Protesters are publishing articles on their own platforms which associate the word "idiot" with Trump, as well as sharing and upvoting articles which do the same.
The net effect of this is that the association inside Google's algorithm becomes stronger, producing photos of Trump when people input the term "idiot."
Here's what the Google image search page for "idiot" looked like on Thursday morning from Business Insider's office in London.
Eight of the first ten images show Trump's face directly. The fourth is Ash Sarkar, a protester who called British journalist Piers Morgan an "idiot" while talking about Trump.
The only top result unrelated to Trump is the ninth one, a man posing for a stock image mean to portray an idiot, which was posted to DeviantArt.
The phenomenon started organically with coverage of a campaign in the UK to get the Green Day song "American Idiot" to the top spot on UK charts in time for Trump's four-day visit to Britain last week.
Many English articles about the campaign published last week had included the word "American Idiot" in their headlines and featured images of Trump, which in turn strengthened the link between the image and the keyword.
Since then, activists have been trying to prolong the trend by manipulating Google's algorithm so that photos of Trump remain on the image search results for "idiot," The Guardian reported.
Tactics may include publishing articles containing the word "idiot" in the headline alongside a photo of Trump, writing posts that have the words "Trump" and "idiot" close to each other, or repeatedly linking certain key words to a web page or image.
This is also called "Google bombing."
People have also been upvoting posts containing a photo of him and the word "idiot" on Reddit, The Guardian said.

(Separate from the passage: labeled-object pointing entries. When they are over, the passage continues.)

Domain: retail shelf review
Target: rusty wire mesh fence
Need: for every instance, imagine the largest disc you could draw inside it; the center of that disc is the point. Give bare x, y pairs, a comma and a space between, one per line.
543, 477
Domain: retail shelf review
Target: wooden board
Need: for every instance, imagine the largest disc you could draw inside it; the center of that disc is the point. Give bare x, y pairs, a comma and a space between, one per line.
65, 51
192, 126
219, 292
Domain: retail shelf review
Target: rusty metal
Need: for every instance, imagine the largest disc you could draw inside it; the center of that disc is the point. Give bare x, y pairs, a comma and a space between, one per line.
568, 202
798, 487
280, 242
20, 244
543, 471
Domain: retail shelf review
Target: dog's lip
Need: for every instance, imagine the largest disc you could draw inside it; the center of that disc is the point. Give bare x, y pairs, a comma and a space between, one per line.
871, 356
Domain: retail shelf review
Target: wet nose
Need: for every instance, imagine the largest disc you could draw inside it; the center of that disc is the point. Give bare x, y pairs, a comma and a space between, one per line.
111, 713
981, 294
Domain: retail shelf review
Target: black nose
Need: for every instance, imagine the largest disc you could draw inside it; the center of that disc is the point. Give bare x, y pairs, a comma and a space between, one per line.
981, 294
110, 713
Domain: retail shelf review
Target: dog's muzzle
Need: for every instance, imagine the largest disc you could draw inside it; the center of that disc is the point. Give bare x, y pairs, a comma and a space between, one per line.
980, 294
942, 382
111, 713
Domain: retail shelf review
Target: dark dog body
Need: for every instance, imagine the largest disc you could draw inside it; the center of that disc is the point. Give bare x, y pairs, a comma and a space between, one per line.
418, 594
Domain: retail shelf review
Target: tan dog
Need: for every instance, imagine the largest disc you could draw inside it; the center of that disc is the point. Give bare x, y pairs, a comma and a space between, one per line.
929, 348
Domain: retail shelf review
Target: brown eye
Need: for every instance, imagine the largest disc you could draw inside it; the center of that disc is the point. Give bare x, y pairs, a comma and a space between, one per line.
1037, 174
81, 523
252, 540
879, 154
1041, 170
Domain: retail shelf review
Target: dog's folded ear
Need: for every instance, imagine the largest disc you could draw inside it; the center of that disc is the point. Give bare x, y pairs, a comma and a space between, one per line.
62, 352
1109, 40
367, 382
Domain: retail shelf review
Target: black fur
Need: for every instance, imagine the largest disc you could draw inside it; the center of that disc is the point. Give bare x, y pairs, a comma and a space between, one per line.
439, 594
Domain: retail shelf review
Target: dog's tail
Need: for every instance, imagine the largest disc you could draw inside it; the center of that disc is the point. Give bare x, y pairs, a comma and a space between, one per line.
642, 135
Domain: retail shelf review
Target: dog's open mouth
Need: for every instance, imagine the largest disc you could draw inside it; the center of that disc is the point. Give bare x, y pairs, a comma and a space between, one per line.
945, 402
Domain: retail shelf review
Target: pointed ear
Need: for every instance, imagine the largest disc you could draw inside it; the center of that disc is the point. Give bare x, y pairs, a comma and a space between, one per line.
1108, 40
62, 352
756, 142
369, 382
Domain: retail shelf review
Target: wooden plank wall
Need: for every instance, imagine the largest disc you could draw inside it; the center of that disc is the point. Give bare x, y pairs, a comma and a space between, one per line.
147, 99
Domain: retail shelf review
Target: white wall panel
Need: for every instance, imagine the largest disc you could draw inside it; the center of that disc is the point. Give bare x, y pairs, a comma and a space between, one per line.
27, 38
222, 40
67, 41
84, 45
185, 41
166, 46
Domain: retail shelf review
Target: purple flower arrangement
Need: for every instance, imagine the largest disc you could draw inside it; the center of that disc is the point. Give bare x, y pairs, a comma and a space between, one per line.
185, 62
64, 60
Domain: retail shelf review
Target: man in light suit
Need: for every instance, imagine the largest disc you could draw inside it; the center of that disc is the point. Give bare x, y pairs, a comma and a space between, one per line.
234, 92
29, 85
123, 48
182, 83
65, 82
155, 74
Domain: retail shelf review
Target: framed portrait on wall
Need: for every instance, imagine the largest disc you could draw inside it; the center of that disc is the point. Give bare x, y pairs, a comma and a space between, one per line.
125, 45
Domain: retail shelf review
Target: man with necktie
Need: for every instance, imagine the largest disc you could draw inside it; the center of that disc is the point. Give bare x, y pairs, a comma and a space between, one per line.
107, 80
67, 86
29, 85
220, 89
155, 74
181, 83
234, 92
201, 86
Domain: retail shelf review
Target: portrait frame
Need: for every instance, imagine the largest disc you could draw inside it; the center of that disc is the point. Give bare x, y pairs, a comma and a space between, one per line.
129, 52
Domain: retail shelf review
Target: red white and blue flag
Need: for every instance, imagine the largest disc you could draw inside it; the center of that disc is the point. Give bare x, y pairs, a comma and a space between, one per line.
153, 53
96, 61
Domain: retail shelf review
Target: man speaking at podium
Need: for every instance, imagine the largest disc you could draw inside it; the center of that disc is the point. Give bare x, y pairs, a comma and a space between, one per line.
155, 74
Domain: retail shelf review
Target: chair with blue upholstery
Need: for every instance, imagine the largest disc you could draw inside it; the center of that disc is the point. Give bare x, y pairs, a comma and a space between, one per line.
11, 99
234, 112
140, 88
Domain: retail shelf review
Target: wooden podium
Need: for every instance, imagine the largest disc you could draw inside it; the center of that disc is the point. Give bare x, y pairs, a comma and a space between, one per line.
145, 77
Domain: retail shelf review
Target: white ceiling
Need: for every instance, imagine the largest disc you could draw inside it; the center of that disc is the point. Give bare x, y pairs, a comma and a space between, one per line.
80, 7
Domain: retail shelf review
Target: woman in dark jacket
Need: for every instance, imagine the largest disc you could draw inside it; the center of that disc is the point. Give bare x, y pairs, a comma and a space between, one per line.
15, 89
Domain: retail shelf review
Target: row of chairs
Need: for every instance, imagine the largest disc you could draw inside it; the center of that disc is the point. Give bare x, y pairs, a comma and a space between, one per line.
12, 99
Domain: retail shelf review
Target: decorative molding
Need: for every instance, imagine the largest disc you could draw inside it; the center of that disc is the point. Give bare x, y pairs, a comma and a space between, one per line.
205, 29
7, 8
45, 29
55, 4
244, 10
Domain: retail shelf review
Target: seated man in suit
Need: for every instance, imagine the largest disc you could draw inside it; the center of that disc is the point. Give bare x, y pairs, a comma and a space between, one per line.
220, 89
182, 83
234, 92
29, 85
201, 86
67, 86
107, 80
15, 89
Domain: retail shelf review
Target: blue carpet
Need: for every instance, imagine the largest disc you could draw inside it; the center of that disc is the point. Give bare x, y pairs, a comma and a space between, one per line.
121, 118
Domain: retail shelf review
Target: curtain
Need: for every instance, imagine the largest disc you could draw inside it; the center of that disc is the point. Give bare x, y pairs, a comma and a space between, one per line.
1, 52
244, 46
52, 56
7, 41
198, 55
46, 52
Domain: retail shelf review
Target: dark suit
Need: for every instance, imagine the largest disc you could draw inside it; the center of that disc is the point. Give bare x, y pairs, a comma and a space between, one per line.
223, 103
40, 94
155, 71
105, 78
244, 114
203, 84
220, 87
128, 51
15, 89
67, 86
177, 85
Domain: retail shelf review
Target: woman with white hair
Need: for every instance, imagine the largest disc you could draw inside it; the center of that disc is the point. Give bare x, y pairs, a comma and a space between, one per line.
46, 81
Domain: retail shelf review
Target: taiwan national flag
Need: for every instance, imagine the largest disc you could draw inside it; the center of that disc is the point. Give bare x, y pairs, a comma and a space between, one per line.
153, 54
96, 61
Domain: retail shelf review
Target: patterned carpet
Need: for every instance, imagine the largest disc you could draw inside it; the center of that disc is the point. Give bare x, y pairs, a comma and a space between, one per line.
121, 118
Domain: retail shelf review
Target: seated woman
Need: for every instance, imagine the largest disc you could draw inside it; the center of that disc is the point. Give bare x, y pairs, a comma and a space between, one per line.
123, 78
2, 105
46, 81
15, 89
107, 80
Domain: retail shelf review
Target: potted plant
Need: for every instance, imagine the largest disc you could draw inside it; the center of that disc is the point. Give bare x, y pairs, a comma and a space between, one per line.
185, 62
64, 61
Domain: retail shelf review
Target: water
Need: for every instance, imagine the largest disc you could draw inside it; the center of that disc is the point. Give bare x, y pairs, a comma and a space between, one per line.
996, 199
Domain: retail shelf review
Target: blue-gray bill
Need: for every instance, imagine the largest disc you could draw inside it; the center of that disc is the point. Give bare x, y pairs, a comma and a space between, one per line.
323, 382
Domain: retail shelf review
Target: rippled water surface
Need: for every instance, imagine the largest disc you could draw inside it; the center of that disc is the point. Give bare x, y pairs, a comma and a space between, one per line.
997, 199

News coverage of the trend, including this article, will likely contribute to compounding the effect.
It's not clear exactly how long Google's closely-guarded, and constantly changing, search algorithms work, or how long Trump's photos would be associated with that word.
In 2009, Google gave a glimpse of how its algorithm worked after users found that image searches for "Michelle Obama" rendered a racist photo of a monkey wearing earrings.
The tech giant said in a statement at the time:
"Sometimes Google search results from the Internet can include disturbing content, even from innocuous queries. We assure you that the views expressed by such sites are not in any way endorsed by Google.
"Search engines are a reflection of the content and information that is available on the Internet. A site's ranking in Google's search results relies heavily on computer algorithms using thousands of factors to calculate a page's relevance to a given query.
"The beliefs and preferences of those who work at Google, as well as the opinions of the general public, do not determine or impact our search results."
Business Insider has asked Google for comment on this phenomenon specifically.